HP vertica SQL query to create new column
This is the table I have and I have 5 distinct programs. when a user like a program it reads as follows:
User Program
----------------
A 1
A 4
B 2
B 4
B 5
However I want to write a query that will allow me to also see the 5 distinct programs for each of my user and create a new column that will take two value (binary) 1 if the user liked a specific program and if not 0. Any help will be appreciated. Thanks
User Program NewColumn
A 1 1
A 2 0
A 3 0
A 4 1
A 5 0
B 1 0
B 2 1
B 3 0
B 4 1
B 5 1
0
Comments
Tricky. I needed a little challenge today.
Part of the problem is that UserProgram doesn't contain information about program #3, even though you're output has it. So, at the very least, I had to create a Programs table to store all the distinct programs. If that's not a problem in your data set, then you could replace my lookup to Programs with a "select distinct program from UserProgram".

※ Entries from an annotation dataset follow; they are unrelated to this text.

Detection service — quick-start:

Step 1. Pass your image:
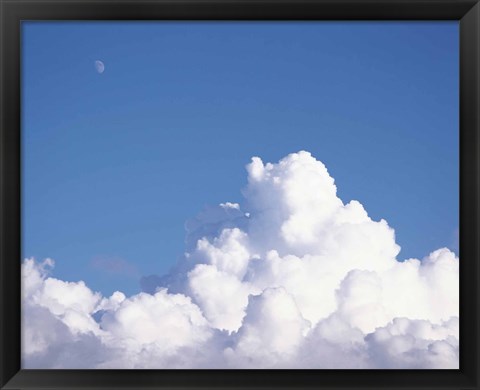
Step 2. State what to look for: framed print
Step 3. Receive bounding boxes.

[0,0,480,389]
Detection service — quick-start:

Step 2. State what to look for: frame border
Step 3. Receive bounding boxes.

[0,0,480,390]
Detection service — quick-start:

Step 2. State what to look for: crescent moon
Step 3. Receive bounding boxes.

[95,60,105,74]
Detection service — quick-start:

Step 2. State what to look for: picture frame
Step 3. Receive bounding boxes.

[0,0,480,390]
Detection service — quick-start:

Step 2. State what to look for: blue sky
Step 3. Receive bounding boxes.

[22,22,459,294]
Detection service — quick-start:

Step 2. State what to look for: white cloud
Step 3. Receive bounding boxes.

[22,152,459,368]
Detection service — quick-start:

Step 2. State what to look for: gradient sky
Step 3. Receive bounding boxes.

[22,22,459,294]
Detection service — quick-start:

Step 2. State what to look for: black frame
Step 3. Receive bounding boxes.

[0,0,480,390]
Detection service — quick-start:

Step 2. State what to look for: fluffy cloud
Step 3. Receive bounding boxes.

[22,152,459,368]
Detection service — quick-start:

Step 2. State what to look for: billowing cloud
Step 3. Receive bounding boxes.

[22,151,459,368]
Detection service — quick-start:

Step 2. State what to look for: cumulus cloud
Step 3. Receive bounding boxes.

[22,151,459,368]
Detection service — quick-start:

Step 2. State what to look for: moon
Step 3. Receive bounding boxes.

[95,60,105,74]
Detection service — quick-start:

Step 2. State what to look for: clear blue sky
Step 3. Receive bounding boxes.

[22,22,459,294]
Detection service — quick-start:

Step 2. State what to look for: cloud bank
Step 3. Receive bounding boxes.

[22,151,459,369]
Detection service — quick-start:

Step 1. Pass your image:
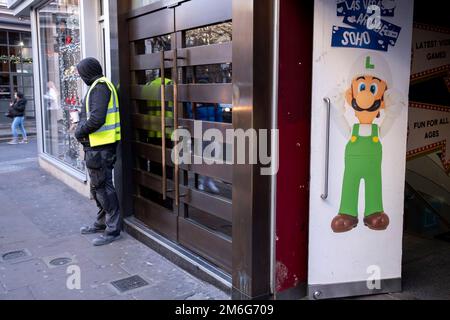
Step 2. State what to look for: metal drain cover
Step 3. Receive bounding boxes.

[2,250,28,261]
[49,258,72,267]
[436,232,450,242]
[111,276,149,293]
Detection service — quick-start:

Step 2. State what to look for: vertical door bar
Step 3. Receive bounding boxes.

[172,9,180,207]
[161,50,167,200]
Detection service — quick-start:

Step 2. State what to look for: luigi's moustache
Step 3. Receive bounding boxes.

[352,99,381,112]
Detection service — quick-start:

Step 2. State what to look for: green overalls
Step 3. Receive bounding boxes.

[339,124,384,217]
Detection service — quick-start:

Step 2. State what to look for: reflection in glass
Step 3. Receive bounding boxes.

[38,0,85,171]
[134,35,172,55]
[184,22,233,48]
[185,63,233,84]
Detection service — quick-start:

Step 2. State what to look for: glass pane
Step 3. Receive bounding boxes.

[20,47,33,59]
[130,0,160,10]
[0,46,9,72]
[23,76,34,87]
[188,207,233,238]
[38,0,85,171]
[0,30,8,44]
[22,63,33,74]
[185,63,233,84]
[135,69,172,87]
[0,73,9,86]
[9,32,20,46]
[134,35,172,55]
[22,33,32,47]
[184,22,233,48]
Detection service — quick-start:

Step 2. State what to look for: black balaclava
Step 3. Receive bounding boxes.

[77,58,103,86]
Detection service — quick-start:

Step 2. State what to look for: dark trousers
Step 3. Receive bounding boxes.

[85,145,121,236]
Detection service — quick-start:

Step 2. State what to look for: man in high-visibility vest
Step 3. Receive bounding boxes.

[75,58,121,246]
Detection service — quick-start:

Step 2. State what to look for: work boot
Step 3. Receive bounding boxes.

[92,235,120,247]
[8,138,19,146]
[364,212,390,231]
[331,214,359,233]
[80,225,106,235]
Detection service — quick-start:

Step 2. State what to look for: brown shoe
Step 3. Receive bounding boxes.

[331,214,359,233]
[364,212,390,231]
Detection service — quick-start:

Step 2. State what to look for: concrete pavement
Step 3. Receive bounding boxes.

[0,142,229,300]
[0,141,450,300]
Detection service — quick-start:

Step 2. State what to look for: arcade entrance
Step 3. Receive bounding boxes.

[128,0,233,273]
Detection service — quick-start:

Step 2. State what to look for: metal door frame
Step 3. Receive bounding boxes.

[109,0,275,299]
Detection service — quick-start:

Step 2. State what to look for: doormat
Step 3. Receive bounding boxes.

[435,232,450,242]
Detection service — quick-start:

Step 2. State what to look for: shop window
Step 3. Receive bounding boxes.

[0,30,8,45]
[0,46,9,72]
[0,73,9,87]
[21,33,32,47]
[9,32,21,46]
[184,22,233,48]
[134,35,172,55]
[0,86,11,100]
[37,0,85,172]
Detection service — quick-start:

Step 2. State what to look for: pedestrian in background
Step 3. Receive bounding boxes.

[8,92,28,145]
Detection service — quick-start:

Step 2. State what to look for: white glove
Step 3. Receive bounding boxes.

[384,89,406,118]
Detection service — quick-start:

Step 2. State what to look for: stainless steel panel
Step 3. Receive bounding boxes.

[181,187,233,223]
[175,0,232,31]
[134,197,177,240]
[181,156,233,184]
[180,119,233,143]
[233,0,274,298]
[130,84,233,104]
[133,169,233,222]
[132,114,172,132]
[178,218,232,272]
[133,142,173,166]
[130,51,173,71]
[308,279,402,300]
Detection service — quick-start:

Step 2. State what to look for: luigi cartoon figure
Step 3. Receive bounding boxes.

[330,53,406,233]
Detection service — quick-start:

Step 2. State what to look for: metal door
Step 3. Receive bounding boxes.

[128,0,233,272]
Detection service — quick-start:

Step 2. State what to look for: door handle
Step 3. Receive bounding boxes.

[172,48,180,207]
[320,98,331,200]
[160,51,167,200]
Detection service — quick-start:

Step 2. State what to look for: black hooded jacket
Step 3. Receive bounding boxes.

[75,58,111,147]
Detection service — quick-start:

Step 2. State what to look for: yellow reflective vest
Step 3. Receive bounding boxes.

[149,77,173,140]
[86,77,121,147]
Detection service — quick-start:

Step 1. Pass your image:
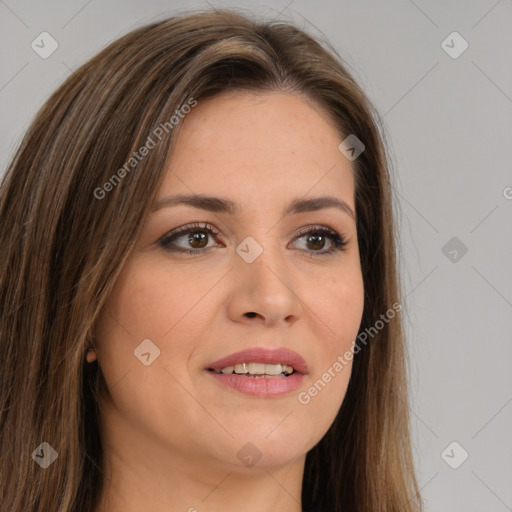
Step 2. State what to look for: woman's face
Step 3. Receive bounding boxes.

[95,92,363,472]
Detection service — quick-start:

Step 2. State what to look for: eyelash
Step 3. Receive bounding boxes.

[159,222,348,257]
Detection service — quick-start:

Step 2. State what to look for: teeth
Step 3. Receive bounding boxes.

[215,363,294,376]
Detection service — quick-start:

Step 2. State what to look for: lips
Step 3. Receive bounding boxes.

[205,347,308,398]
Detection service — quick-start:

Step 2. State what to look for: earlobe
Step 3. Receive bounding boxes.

[85,348,98,363]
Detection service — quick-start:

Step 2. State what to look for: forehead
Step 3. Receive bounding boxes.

[157,92,353,210]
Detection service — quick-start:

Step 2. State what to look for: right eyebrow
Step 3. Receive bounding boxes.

[152,194,356,220]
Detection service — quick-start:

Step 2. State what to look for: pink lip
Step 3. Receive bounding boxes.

[207,347,308,398]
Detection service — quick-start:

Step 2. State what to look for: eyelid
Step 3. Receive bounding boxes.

[157,222,350,257]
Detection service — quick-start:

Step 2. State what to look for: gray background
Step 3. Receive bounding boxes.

[0,0,512,512]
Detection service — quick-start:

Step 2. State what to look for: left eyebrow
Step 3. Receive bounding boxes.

[151,194,356,220]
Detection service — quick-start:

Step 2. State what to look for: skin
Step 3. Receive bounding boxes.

[90,92,364,512]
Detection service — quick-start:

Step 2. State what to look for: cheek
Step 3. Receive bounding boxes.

[99,259,218,343]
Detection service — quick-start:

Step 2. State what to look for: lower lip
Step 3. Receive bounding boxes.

[208,371,304,398]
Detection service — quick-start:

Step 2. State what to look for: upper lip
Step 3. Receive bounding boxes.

[208,347,308,374]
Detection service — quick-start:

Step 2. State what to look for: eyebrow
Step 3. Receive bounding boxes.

[151,194,356,220]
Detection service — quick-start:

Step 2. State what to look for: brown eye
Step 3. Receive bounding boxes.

[296,226,348,256]
[159,223,218,254]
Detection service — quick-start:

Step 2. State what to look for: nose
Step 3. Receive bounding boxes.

[227,245,303,327]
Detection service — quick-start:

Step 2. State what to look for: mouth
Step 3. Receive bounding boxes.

[205,347,308,398]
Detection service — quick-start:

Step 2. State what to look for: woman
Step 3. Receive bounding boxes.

[0,10,421,512]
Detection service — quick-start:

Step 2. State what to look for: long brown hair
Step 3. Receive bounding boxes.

[0,10,421,512]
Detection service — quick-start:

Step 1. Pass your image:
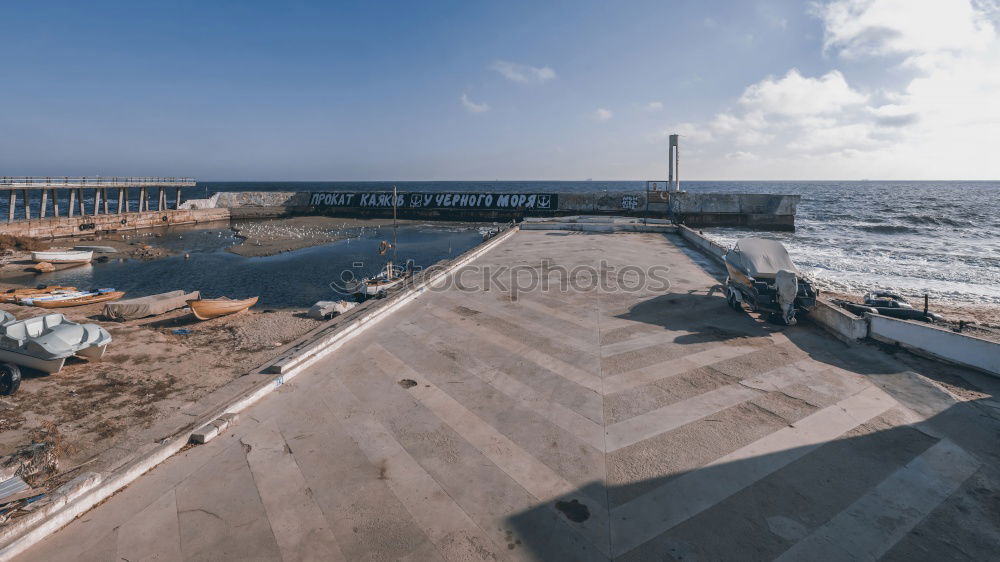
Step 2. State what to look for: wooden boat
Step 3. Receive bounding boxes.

[0,285,76,303]
[31,250,94,264]
[187,297,260,320]
[32,291,125,308]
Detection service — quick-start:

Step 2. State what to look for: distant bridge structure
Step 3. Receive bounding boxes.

[0,176,197,222]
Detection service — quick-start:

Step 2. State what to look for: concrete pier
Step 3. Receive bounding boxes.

[19,230,1000,561]
[209,191,799,230]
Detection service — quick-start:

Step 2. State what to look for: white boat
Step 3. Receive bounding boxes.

[352,186,413,300]
[31,250,94,264]
[0,312,111,373]
[354,262,411,298]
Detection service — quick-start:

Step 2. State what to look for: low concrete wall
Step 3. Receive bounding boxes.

[807,299,868,343]
[667,192,800,230]
[0,209,229,238]
[677,225,729,263]
[213,191,799,230]
[865,314,1000,375]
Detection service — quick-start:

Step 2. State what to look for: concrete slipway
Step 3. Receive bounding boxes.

[9,231,1000,560]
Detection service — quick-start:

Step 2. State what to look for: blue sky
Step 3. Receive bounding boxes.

[0,0,1000,180]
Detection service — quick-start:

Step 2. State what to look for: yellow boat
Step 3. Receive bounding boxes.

[0,285,76,303]
[187,297,260,320]
[31,291,125,308]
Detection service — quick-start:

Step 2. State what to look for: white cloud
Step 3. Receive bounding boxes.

[490,60,556,83]
[726,150,759,162]
[740,68,868,115]
[656,0,1000,179]
[816,0,995,57]
[458,94,490,113]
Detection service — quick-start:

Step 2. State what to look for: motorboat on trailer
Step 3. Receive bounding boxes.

[0,311,111,373]
[725,238,816,325]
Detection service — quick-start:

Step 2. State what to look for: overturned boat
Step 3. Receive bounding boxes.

[0,312,111,373]
[31,250,94,264]
[725,238,816,325]
[187,297,260,320]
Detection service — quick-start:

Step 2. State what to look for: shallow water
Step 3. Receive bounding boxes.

[191,178,1000,304]
[9,225,482,308]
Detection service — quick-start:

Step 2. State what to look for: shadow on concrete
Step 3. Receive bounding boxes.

[507,396,1000,560]
[617,290,784,344]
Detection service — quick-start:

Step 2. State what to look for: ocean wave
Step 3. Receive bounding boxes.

[856,224,920,234]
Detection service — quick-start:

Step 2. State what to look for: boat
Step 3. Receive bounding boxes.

[724,238,816,325]
[187,297,260,320]
[31,250,94,264]
[0,312,111,373]
[0,285,76,303]
[73,246,118,254]
[350,185,414,301]
[17,288,114,306]
[103,291,201,322]
[32,291,125,308]
[354,260,413,299]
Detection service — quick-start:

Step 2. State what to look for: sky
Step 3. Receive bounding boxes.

[0,0,1000,181]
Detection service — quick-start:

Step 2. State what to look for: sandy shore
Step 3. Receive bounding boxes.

[821,291,1000,342]
[0,304,320,470]
[228,217,418,257]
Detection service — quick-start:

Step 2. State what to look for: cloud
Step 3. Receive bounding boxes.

[458,94,490,113]
[654,0,1000,179]
[726,150,759,162]
[490,60,556,83]
[815,0,995,58]
[740,68,868,115]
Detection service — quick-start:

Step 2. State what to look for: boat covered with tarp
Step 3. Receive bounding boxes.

[725,238,816,324]
[104,291,201,321]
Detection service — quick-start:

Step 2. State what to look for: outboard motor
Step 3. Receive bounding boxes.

[774,269,799,326]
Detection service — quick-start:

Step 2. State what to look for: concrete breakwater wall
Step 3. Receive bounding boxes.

[215,191,799,230]
[0,208,229,238]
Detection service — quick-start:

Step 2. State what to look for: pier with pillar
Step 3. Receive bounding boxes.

[0,177,229,238]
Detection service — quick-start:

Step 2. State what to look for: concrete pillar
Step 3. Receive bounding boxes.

[667,135,681,191]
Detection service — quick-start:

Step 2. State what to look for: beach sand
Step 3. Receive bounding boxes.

[0,304,320,470]
[821,291,1000,342]
[228,217,419,257]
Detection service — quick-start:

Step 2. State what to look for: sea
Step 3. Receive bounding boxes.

[188,181,1000,304]
[21,181,1000,307]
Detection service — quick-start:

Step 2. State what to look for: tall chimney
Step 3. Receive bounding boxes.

[668,135,681,191]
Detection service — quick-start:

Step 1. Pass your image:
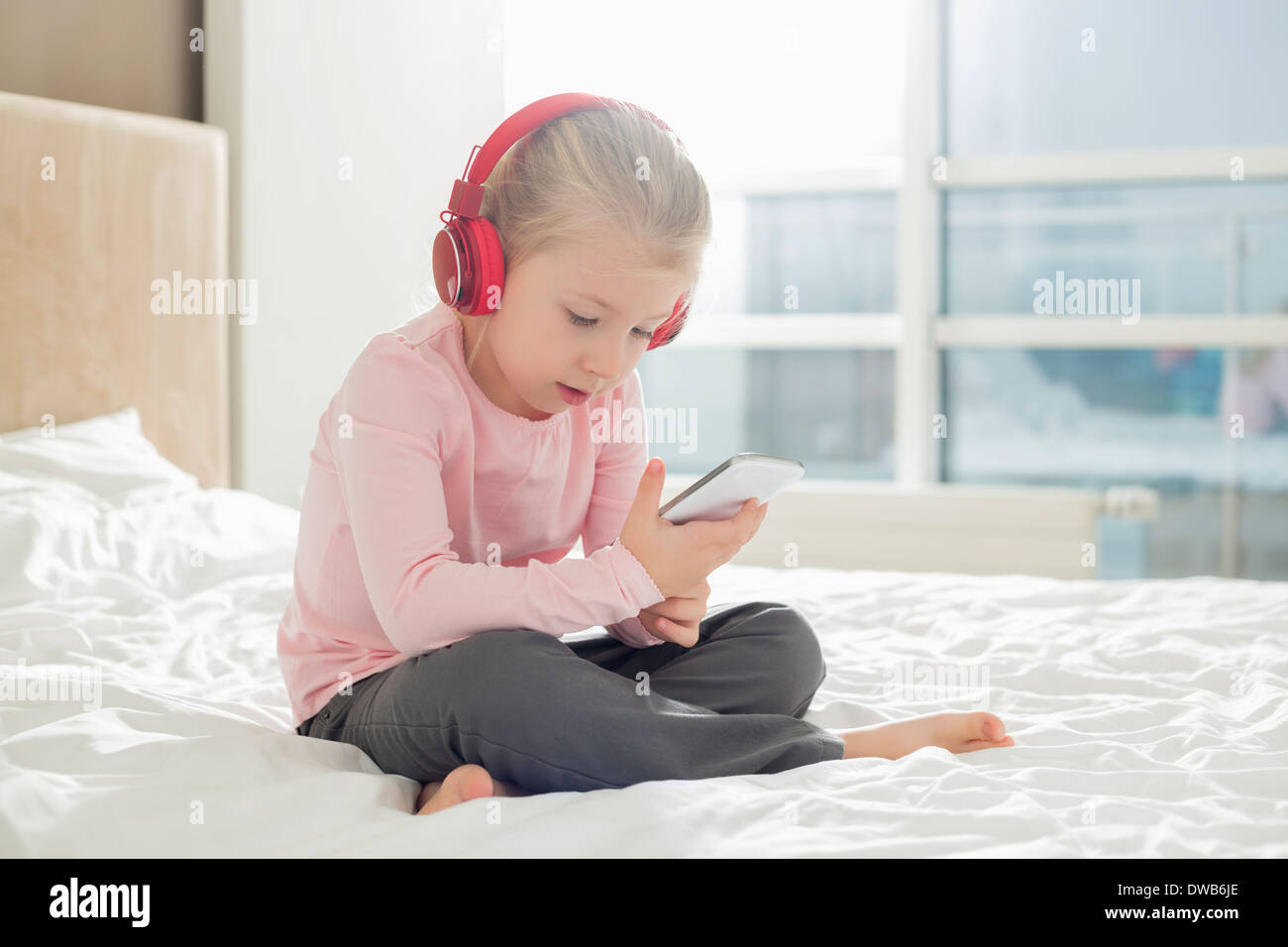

Then it's a matter of cartesianing the results together. But my original attempt here didn't work, since whatever base table I had had a tendency to drive the result. So, I puleld away, and use a dual cartesian from dual. That solved it.
Solution:
dbadmin=> select * From userprogram ;
user | program
------+---------
A | 4
A | 1
B | 4
B | 5
B | 2
(5 rows)
dbadmin=> select * from programs ;
program | description
---------+-------------
1 | program 1
3 | program 3
5 | program 5
2 | program 2
4 | program 4
(5 rows)
WITH cartesian AS
(select users."user", programs.program
from dual
join (select distinct "user" from userprogram) as users on 1=1
join (select program From programs) as programs on 1=1 )
select c."user", c.program
, case when c.program=up.program then 1 else 0 end
from cartesian c
left join userprogram up on c."user" = up."user" and c.program=up.program
order by 1,2 ;
user | program | case
------+---------+------
A | 1 | 1
A | 2 | 0
A | 3 | 0
A | 4 | 1
A | 5 | 0
B | 1 | 0
B | 2 | 1
B | 3 | 0
B | 4 | 1
B | 5 | 1
(10 rows)
I do have some concerns about how well such a thing might scale. But so long as the projection on UserProgram is ordered by User,Program it should be fairly efficient. With Clause Materialization might also help the performance here, if need be.
Thank you for the reply !!! This works out beautifully